Director Tod Browning and his cast of FREAKS

MY OCTOPUS TEACHER: an octopus and her human pet

MY OCTOPUS TEACHER

As nature documentaries go, My Octopus Teacher, is pretty singular. Filmmaker Craig Foster, stewing in mid-life disillusionment, is diving in a South African kelp forest when he encounters an octopus and decides to shadow her over a year and document her life every day. The octopus takes to Foster and adopts him as kind of a pet. But My Octopus Teacher is mostly worthwhile for the amazing resourcefulness of the octopus and the harrowing shark attacks.

I knew that octopuses are wizards at camouflage and at squeezing through tight spaces. I didn’t appreciate how intelligent they are and that they commonly live for only one year.

There are some sequences in My Octopus Teacher that are just astonishing. The underwater photography, especially the scenes just below the surf in the first fifteen minutes are among the best I’ve ever seen. The cinematographer is underwater specialist Roger Horrocks.

Foster himself narrates the film. The Movie Gourmet doesn’t cotton to the simpering of grown men, so I wish I had turned off the sound for the first fifteen minutes of his personal angst and the final ten minutes when he forges a blissful father-and-son shared interest in the ocean.

I do admire Foster for two things. First, he generally didn’t interfere with the course of nature (i.e., rescue the octopus from shark attacks).
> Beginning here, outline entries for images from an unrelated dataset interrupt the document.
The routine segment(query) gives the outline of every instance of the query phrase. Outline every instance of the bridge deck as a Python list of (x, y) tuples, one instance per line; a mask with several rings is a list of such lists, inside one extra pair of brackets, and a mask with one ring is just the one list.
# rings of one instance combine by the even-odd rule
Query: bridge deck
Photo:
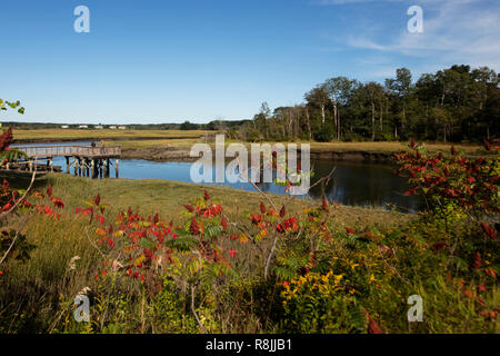
[(29, 158), (33, 157), (86, 157), (86, 158), (119, 158), (121, 147), (91, 147), (91, 146), (29, 146), (19, 147)]

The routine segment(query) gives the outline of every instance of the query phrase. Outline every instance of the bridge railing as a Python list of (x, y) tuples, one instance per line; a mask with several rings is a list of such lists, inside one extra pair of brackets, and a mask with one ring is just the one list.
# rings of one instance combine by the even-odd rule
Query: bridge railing
[(91, 146), (28, 146), (19, 147), (28, 157), (120, 157), (121, 147), (91, 147)]

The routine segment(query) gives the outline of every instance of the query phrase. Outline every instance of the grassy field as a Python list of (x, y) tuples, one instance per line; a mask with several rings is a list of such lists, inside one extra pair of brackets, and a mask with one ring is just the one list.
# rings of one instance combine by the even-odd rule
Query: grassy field
[(13, 132), (14, 139), (19, 140), (38, 140), (38, 139), (140, 139), (140, 138), (199, 138), (206, 135), (203, 130), (92, 130), (92, 129), (40, 129), (40, 130), (21, 130), (17, 129)]
[[(174, 147), (188, 149), (196, 142), (201, 142), (200, 137), (212, 131), (203, 130), (77, 130), (77, 129), (41, 129), (41, 130), (16, 130), (14, 138), (18, 140), (99, 140), (108, 138), (113, 145), (123, 149), (150, 149), (161, 147)], [(137, 139), (137, 140), (134, 140)], [(229, 145), (231, 140), (226, 140)], [(337, 151), (337, 152), (377, 152), (392, 154), (404, 150), (406, 142), (310, 142), (312, 151)], [(476, 154), (482, 149), (479, 145), (459, 145), (428, 142), (426, 148), (430, 151), (449, 152), (451, 146), (467, 154)]]

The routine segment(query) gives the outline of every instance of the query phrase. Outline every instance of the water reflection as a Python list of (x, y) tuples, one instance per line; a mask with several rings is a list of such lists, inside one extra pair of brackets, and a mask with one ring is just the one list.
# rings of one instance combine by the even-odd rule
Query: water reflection
[[(37, 146), (47, 145), (61, 144), (43, 144)], [(74, 142), (66, 145), (74, 145)], [(90, 142), (78, 142), (77, 145), (90, 145)], [(63, 157), (54, 158), (53, 164), (56, 166), (66, 166)], [(167, 179), (191, 182), (191, 165), (192, 162), (158, 162), (140, 159), (120, 160), (120, 178)], [(321, 186), (314, 186), (314, 182), (318, 181), (318, 179), (328, 176), (331, 169), (337, 167), (334, 175), (326, 187), (327, 196), (330, 199), (343, 205), (374, 206), (387, 209), (392, 205), (396, 206), (398, 210), (404, 212), (416, 212), (421, 206), (421, 201), (417, 197), (403, 196), (403, 191), (409, 188), (408, 184), (403, 178), (396, 176), (392, 166), (366, 162), (311, 160), (311, 167), (313, 167), (314, 170), (314, 176), (311, 179), (312, 188), (309, 190), (309, 194), (302, 198), (321, 198)], [(224, 182), (213, 185), (230, 186), (249, 191), (254, 190), (249, 182)], [(267, 192), (286, 194), (284, 187), (274, 184), (260, 184), (259, 187)]]

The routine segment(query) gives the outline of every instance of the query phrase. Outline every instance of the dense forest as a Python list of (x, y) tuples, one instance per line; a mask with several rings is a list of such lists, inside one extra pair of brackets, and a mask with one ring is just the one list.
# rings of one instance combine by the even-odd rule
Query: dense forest
[(409, 69), (384, 83), (337, 77), (312, 88), (304, 102), (272, 112), (263, 102), (241, 139), (330, 141), (440, 140), (498, 137), (500, 76), (482, 67), (452, 66), (413, 81)]

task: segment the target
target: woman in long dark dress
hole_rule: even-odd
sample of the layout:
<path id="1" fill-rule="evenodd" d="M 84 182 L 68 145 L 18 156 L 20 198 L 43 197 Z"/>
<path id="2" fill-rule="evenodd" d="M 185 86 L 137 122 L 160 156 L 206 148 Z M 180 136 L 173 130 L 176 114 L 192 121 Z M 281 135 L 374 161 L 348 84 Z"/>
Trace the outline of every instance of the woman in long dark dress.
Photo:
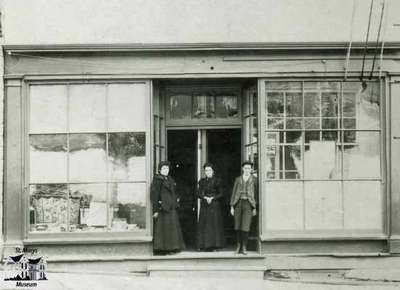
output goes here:
<path id="1" fill-rule="evenodd" d="M 197 196 L 200 202 L 197 226 L 197 248 L 212 251 L 225 245 L 220 200 L 223 196 L 221 182 L 214 177 L 212 164 L 203 166 L 206 177 L 199 181 Z"/>
<path id="2" fill-rule="evenodd" d="M 159 174 L 151 184 L 150 198 L 153 205 L 155 254 L 170 254 L 185 248 L 177 214 L 178 197 L 175 181 L 168 176 L 170 164 L 160 162 Z"/>

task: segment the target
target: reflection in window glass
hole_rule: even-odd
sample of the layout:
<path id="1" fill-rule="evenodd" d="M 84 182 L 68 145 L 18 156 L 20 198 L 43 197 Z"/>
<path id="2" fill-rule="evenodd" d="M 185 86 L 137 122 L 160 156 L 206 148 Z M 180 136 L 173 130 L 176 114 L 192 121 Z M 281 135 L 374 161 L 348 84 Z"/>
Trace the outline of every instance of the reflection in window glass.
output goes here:
<path id="1" fill-rule="evenodd" d="M 71 181 L 106 180 L 106 134 L 71 134 L 69 148 Z"/>
<path id="2" fill-rule="evenodd" d="M 338 119 L 322 119 L 322 129 L 337 129 Z"/>
<path id="3" fill-rule="evenodd" d="M 356 117 L 356 94 L 343 94 L 343 117 Z"/>
<path id="4" fill-rule="evenodd" d="M 193 118 L 215 118 L 214 97 L 194 96 L 193 98 Z"/>
<path id="5" fill-rule="evenodd" d="M 301 131 L 286 132 L 286 143 L 297 143 L 300 145 L 302 141 L 301 136 L 302 136 Z"/>
<path id="6" fill-rule="evenodd" d="M 30 186 L 29 220 L 31 231 L 67 230 L 67 184 Z"/>
<path id="7" fill-rule="evenodd" d="M 311 141 L 304 151 L 304 173 L 307 179 L 341 177 L 340 146 L 334 141 Z"/>
<path id="8" fill-rule="evenodd" d="M 370 83 L 365 91 L 357 95 L 357 105 L 357 129 L 379 129 L 379 87 Z"/>
<path id="9" fill-rule="evenodd" d="M 70 132 L 106 131 L 104 85 L 71 85 L 69 102 Z"/>
<path id="10" fill-rule="evenodd" d="M 268 117 L 283 117 L 284 111 L 283 93 L 267 94 L 267 115 Z"/>
<path id="11" fill-rule="evenodd" d="M 304 94 L 304 117 L 319 117 L 320 102 L 318 93 Z"/>
<path id="12" fill-rule="evenodd" d="M 312 141 L 319 141 L 320 134 L 319 131 L 306 131 L 304 143 L 308 144 Z"/>
<path id="13" fill-rule="evenodd" d="M 215 99 L 217 118 L 237 118 L 238 100 L 235 96 L 217 96 Z"/>
<path id="14" fill-rule="evenodd" d="M 321 113 L 323 117 L 338 116 L 338 94 L 322 93 L 321 94 Z"/>
<path id="15" fill-rule="evenodd" d="M 267 127 L 268 129 L 283 129 L 283 122 L 284 122 L 283 118 L 269 118 Z"/>
<path id="16" fill-rule="evenodd" d="M 114 229 L 117 222 L 113 221 L 115 209 L 110 204 L 110 181 L 142 182 L 140 190 L 135 185 L 121 183 L 118 192 L 126 197 L 128 190 L 124 188 L 129 187 L 131 194 L 146 196 L 148 99 L 145 93 L 144 83 L 31 88 L 28 162 L 31 232 Z M 35 130 L 46 134 L 32 134 Z M 136 204 L 135 200 L 131 203 Z M 131 203 L 126 198 L 117 202 L 122 206 L 119 211 L 126 211 Z M 138 225 L 132 224 L 131 215 L 125 230 L 145 227 L 145 204 L 141 205 L 143 208 L 136 211 L 140 218 L 134 216 Z M 120 218 L 124 218 L 122 215 Z"/>
<path id="17" fill-rule="evenodd" d="M 67 131 L 66 86 L 30 88 L 30 133 L 65 133 Z"/>
<path id="18" fill-rule="evenodd" d="M 171 119 L 190 119 L 192 96 L 173 95 L 169 97 L 169 109 Z"/>
<path id="19" fill-rule="evenodd" d="M 303 120 L 301 118 L 287 118 L 286 129 L 301 129 L 303 127 Z"/>
<path id="20" fill-rule="evenodd" d="M 316 118 L 304 118 L 304 127 L 306 130 L 319 129 L 321 120 Z"/>
<path id="21" fill-rule="evenodd" d="M 146 184 L 111 183 L 112 231 L 146 227 Z"/>
<path id="22" fill-rule="evenodd" d="M 284 146 L 285 170 L 287 179 L 302 178 L 302 160 L 300 146 Z"/>
<path id="23" fill-rule="evenodd" d="M 106 184 L 71 184 L 70 193 L 70 231 L 105 231 L 108 225 Z"/>
<path id="24" fill-rule="evenodd" d="M 379 83 L 362 88 L 359 82 L 304 82 L 297 98 L 289 84 L 265 87 L 271 104 L 264 119 L 267 228 L 382 231 Z M 285 111 L 271 114 L 279 95 L 286 96 Z M 282 224 L 283 209 L 297 210 L 306 224 L 293 226 L 294 217 Z M 365 219 L 366 212 L 372 218 Z"/>
<path id="25" fill-rule="evenodd" d="M 346 132 L 347 133 L 347 132 Z M 345 145 L 343 174 L 345 178 L 380 178 L 379 132 L 352 132 L 355 145 Z M 346 139 L 345 139 L 346 141 Z"/>
<path id="26" fill-rule="evenodd" d="M 383 225 L 383 196 L 380 181 L 345 181 L 345 229 L 371 229 L 379 231 Z"/>
<path id="27" fill-rule="evenodd" d="M 145 133 L 111 133 L 108 138 L 111 180 L 146 179 Z"/>
<path id="28" fill-rule="evenodd" d="M 31 135 L 29 143 L 30 182 L 66 182 L 67 135 Z"/>
<path id="29" fill-rule="evenodd" d="M 301 93 L 286 94 L 286 116 L 301 117 L 303 115 L 303 99 Z"/>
And he didn’t give her a human name. Good for him.

Off South Africa, the octopus’ major predator is the pajama shark, so named because of the stripes that resemble old-fashioned vertically-striped pajamas. Pajama sharks are especially well-equipped to attack in the narrow and deep crevices where octopuses hide out.

I can’t really blame the sharks because octopus is one of my favorite foods, too. It takes some mastery (which I haven’t as yet attained) to cook them so they’re not rubbery. So, I order octopus every time I see it on the menu (usually at Greek, Spanish, Mexican or Portuguese restaurants).

My Octopus Teacher is streaming on Netflix.